The plots centre around lonely adults from a small Danish town who convene regularly to take language lessons together. In their meetings, which take place in a homely little complex, the students find happiness and fulfilment in their shared goals and companionship in kindred spirits. Drama is kept to a quiet minimum in a movie which languishes in hushed splendour.
As we meet a rag-tag of quirky characters, we marvel as they unexpectedly find small connections with each other as their elementary Italian course progresses.
Yet, like all great romantic comedies, the full ramifications for blossoming emotions, to the crescendo of love, don't fully come into action until a grand, climatic scene.
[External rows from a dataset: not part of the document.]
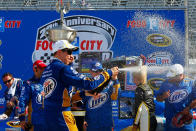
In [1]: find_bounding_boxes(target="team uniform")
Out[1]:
[4,78,23,116]
[19,77,44,131]
[41,59,112,131]
[80,80,120,131]
[157,78,196,131]
[134,84,157,131]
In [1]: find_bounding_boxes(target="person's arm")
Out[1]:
[183,83,196,113]
[60,68,118,90]
[19,82,31,121]
[156,81,170,102]
[134,87,144,118]
[156,90,170,102]
[111,79,120,100]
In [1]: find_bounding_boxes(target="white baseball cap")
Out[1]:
[166,64,184,78]
[52,40,79,53]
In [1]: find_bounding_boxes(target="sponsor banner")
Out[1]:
[148,78,164,90]
[0,17,22,32]
[0,10,185,128]
[32,15,116,64]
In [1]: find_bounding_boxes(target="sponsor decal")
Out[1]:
[32,15,116,64]
[168,89,188,103]
[6,121,21,128]
[0,97,5,105]
[43,77,57,98]
[148,78,165,90]
[127,16,175,30]
[0,54,3,69]
[36,94,42,104]
[146,51,173,66]
[88,93,109,109]
[146,34,172,47]
[0,17,22,32]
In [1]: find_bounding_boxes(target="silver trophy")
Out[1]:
[46,2,76,43]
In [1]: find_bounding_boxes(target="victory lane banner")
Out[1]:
[0,10,186,128]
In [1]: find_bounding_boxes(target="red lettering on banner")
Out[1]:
[97,40,103,50]
[147,59,156,63]
[159,20,175,29]
[127,20,146,28]
[35,40,53,50]
[161,59,169,64]
[80,40,103,50]
[5,20,21,28]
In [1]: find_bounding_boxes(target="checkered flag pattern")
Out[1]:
[40,53,53,63]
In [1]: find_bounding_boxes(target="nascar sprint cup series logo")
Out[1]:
[32,15,116,64]
[169,89,188,103]
[43,77,57,98]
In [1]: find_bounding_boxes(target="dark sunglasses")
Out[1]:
[61,49,73,55]
[3,78,12,84]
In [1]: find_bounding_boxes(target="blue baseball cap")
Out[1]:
[91,62,103,72]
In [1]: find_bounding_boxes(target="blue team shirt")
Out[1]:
[19,77,44,125]
[41,59,112,112]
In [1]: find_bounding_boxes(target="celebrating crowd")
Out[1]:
[0,40,196,131]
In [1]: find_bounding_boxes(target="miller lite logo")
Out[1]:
[88,93,108,109]
[43,77,56,98]
[36,94,42,104]
[169,89,188,103]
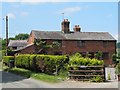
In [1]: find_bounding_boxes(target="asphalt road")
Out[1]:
[1,71,52,88]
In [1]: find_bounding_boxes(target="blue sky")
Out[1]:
[0,2,118,38]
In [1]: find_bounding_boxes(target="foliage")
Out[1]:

As the class prepare for a field trip to Venice, a journey most take under some type of duress, its impossible not to find ourselves giddy with anticipation as how the plot will resolve. Can our heroes, each of whom fails to possess even the most rudimentary of social skills, find happiness despite their shortcomings?
Italian For Beginners, the 12th credited Dogme movie, is the first film in the series which uses the self-imposed rules of technical minimalism to explore joy in the world rather than suffering. Unlike Vinterberg's Festen or Von Trier's The Idiots, Scherfig's movie uses a liberated camera, shaking and often wobbly, to reflect an optimistic uncertainty experienced by her characters - the frame flutters like butterflies in the stomach and, magically, the movie permeates elation rather than fear or gimmickry.